Es gab auch keine Norm für diese Tage der schrittweisen Besetzung Deutschlands. Es war noch kein Zustand des Friedens, noch hatte die Wehrmacht nicht kapituliert, kein Waffenstillstandsvertrag ebnete den Übergang zum Frieden. Den bedingungslosen Frieden gab es erst am 8. Mai. Bis dahin war der Alltag in Waldenbuch ein sehr riskantes Unternehmen. Doch das Chaos schuf sein Gegenteil aus sich selbst heraus. Die Ordnung ließ sich nicht unterdrücken. Die Abmachungen der Alliierten untereinander und die ersten Entscheidungen der Militärregierung  griffen schließlich. Auch die Sieger hatten erkannt, dass der Alltag im besiegten Deutschland der Ordnung bedurfte. So erwuchs schon in diesen leidvollen Tagen der ersten Konfrontation das Bedürfnis eine Verwaltung zu organisieren, was auch bedeutete, dass die als Gefahr empfundenen Marokkaner in eine Disziplin eingebunden wurden, die Übergriffe auf die Zivilbevölkerung verhinderten.

Als sich im Juli die Franzosen praktisch in Waldenbucher Sichtweite in ihre vereinbarte Besatzungszone zurückzogen und die Amerikaner den Ort übernahmen, war die unmittelbare Bedrohung beseitigt. Es war ein Glücksfall, dass der politisch einwandfreie Fabrikant Alfred Ritter bereit war, die ersten Monate, von September 45 bis April 46, die Aufgabe des kommissarischen Bürgermeisters zu übernehmen. Da gab es bereits Regeln für einen Alltag unter einer Besatzungsmacht die demokratische Strukturen bei allen Restriktionen geradezu verkörperte. Die amerikanische Militärregierung hatte sich zur Aufgabe gemacht, den Nationalsozialismus mit bürokratischen Verfahren aufzuarbeiten und zu beseitigen. Ab Herbst 45 waren die Entnazifizierungsausschüsse in Arbeit. Im November bildeten auf Geheiß des Böblinger Landrats Karl Landenberger, Schreinermeister, Paul Rieth, Schuhmachermeister, Gottlob Müller, Gipser und Paul Binder, Mechaniker, das Entnazifizierungskomitee. Alles Handwerker, das Handwerk hatte in Waldenbuch einen soliden Grund.

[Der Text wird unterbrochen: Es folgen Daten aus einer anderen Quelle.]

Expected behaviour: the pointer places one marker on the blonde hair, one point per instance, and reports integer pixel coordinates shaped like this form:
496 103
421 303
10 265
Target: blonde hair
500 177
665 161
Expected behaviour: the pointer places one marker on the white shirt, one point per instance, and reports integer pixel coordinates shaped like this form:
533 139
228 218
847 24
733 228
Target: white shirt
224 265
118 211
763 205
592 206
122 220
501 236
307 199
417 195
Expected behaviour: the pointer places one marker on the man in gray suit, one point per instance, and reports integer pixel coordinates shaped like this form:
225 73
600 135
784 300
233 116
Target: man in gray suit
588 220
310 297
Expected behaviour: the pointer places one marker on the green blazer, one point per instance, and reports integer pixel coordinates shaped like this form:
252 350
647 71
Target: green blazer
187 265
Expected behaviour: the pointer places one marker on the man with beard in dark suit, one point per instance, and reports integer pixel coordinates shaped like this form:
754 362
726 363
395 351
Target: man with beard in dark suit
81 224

Die Waldenbucher, die seit 1933 den ideologischen Eingriff der Nazis in ihr Alltagsleben zu spüren bekamen und die sich dem Einfluss zum großen Teil auch bereitwillig  hingaben, rund fünfhundert Namen umfasst die überlieferte Mitgliederliste der NSDAP Waldenbuchs, etwa ein Viertel der Einwohnerschaft, sie spürten diesen Einfluss vielfältig: die wirkenden Kräfte waren die SA, die NS-Frauenschaft, das Jungvolk, dann die Hitlerjugend, der BDM, der Arbeitsdienst,  zu denen sich auch noch der Blockleiter und der Spitzel gesellte, der die Leute  anschwärzte – das wurde nun völlig umgekehrt.

Für die Jugendlichen zumal, denen in der Schule und in den Parteiorganisationen das Ideal des NS-Staates vermittelt worden war, die damit aufgewachsen waren und die nichts anderes kannten.  Nun galt auf einmal dieses Ideal nationalsozialistischer Persönlichkeitsbildung nicht mehr. An seine Stelle traten demokratische Werte. Das musste erst gelernt werden. Doch die neue Ordnung schuf sich zügig ihre Institutionen: die Stadtverwaltung ging an die Arbeit, und am 27. Januar 1946 schon war die erste Gemeinderatswahl. 

Doch die junge Ordnung wurde plötzlich erneut von außen bedroht. Die übergeordnete kommunale Behörde wies Waldenbuch Vertriebene zu, Landsleute aus den östlichen Gebieten des Reiches. Der Lebensraum wurde enger, die Wohnsituation war kaum zu ertragen. Man behalf sich mit der Turnhalle, mit dem Saal des Gasthofs Krone, mit dem Schloss, dem Gesinde-Haus der Firma Ritter - und mit den Wohnungen der „am stärksten belasteten Mitglieder der früheren NSDAP“. Exakt ein Jahr nach der Kapitulation, am 10.Mai 1946 erfasste die städtische Verwaltung 480 „Ostflüchtlinge“. Und der Zuzug hielt an. Man hielt das aus.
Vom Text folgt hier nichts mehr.